カタール・ワールドカップのアジア地区最終予選、10月7日(現地時間)のサウジアラビア戦でDF中山雄太が初出場した。アディショナルタイムのみのプレーだったが、ピッチでの体感をこれからにつなげなければならない。極めて冷静にチームを俯瞰する精神力と左足のクロスで、オーストラリアから勝利をもぎ取るイメージはできている。

上写真=中山雄太はサウジアラビア戦ではアディショナルタイムに登場した(写真◎JFA)

「言ってしまえば1-0で勝てばいい」

 中山雄太の「最終予選デビュー」は、とても短い時間だった。

 サウジアラビア戦の90+1分に長友佑都に代わってピッチに飛び出した。アディショナルタイムの目安は4分と提示されたから時間はなかったが、左足を生かしたクロスをゴール前に送って決定機を生む役割を与えられた。

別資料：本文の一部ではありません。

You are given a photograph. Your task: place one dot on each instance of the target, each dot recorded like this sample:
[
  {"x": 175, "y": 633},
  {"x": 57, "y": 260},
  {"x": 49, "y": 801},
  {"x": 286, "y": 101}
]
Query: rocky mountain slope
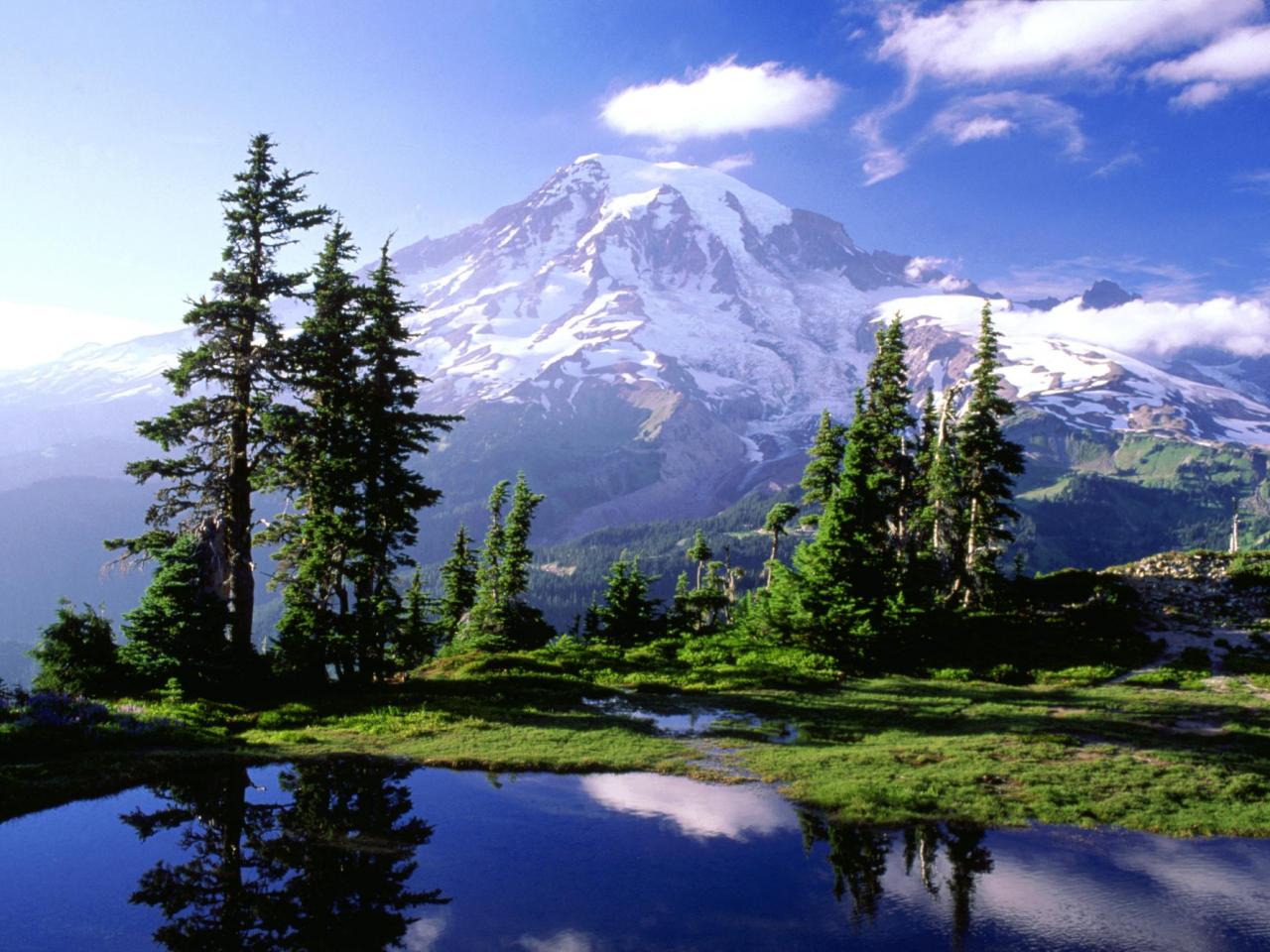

「時間がほとんどなくて、展開的にもカオスな状態だったので、僕としてはもう少し早い時間からプレーできればよかった」

 1点を追いかける日本がパワーをかけてゴール前にボールを送り込んで、サウジアラビアがはね返していくオープンな展開。だから、なかなか効果的なプレーはできなかった。

 ただ、このチームで攻撃参加のイメージはできている。

「オリンピックを見てもらったように、内側から上がったりサイドハーフをサポートしながら攻め上がったり、多くの関わりで攻撃参加するのが特徴だと思っています」

 東京オリンピックでは多くの選手とのコンビネーションによって攻撃のリズムを生んでいて、左サイドの軸になった。フル代表では先人の長友佑都がライバルだ。

「上に行くためには、長友選手の武器である縦の推進力は僕自身が課題として取り組んでいるところです。オランダの(所属のズヴォレの)試合ではチャレンジの回数を増やして手応え感じつつ、課題も感じているところです」

 周囲との関わりをベースに、自分で突き進む。それが中山雄太の進化形。

「バリエーションは増えてきています。逆に言えば長友さんと違うタイプのものも持っていて、長友さんの特徴も盗みながらやりたいので、両方を突き詰めていきたい」

 出場することになれば、現在のマックスパワーをオーストラリアに思い切りたたきつける。

「やみくもに攻撃参加をするわけではなくて、いつ上がるべきなのか、もしくは上がるべきではないのか、中からなのか外からなのか、といったことを判断材料に入れながらプレーしたいと思っています」

 そして攻め上がれば、左足でどう仲間に送り届けるかの局面で技術を見せる。

「相手は高さがあるので、クロスの種類やタイミングを考えていきたいと思います。難しいけれど、僕の中では高さを質で上回ればいいという思いもあるので、状況を見ながら判断してプレーしたいと思います。それに、高さがあって中を固めてくる相手にはチェンジサイドを多くして揺さぶりかけることも大事で、攻撃が守備にもつながっていきますし、攻め急ぐことなく自分たちの時間を増やせればと思います」

 チームの苦しい現状を「僕自身は冷静に見ることができています」と落ち着いて感じていて、だからゲームプランは「言ってしまえば1-0で勝てばいいので、90分を通して1点を取って勝てるかという戦い方もあると思います。焦る必要はないと思います」ときっぱり。焦らず騒がず冷静に左サイドを駆け抜けてクロス、そしてそこから生まれるゴールを楽しみに待ちたい。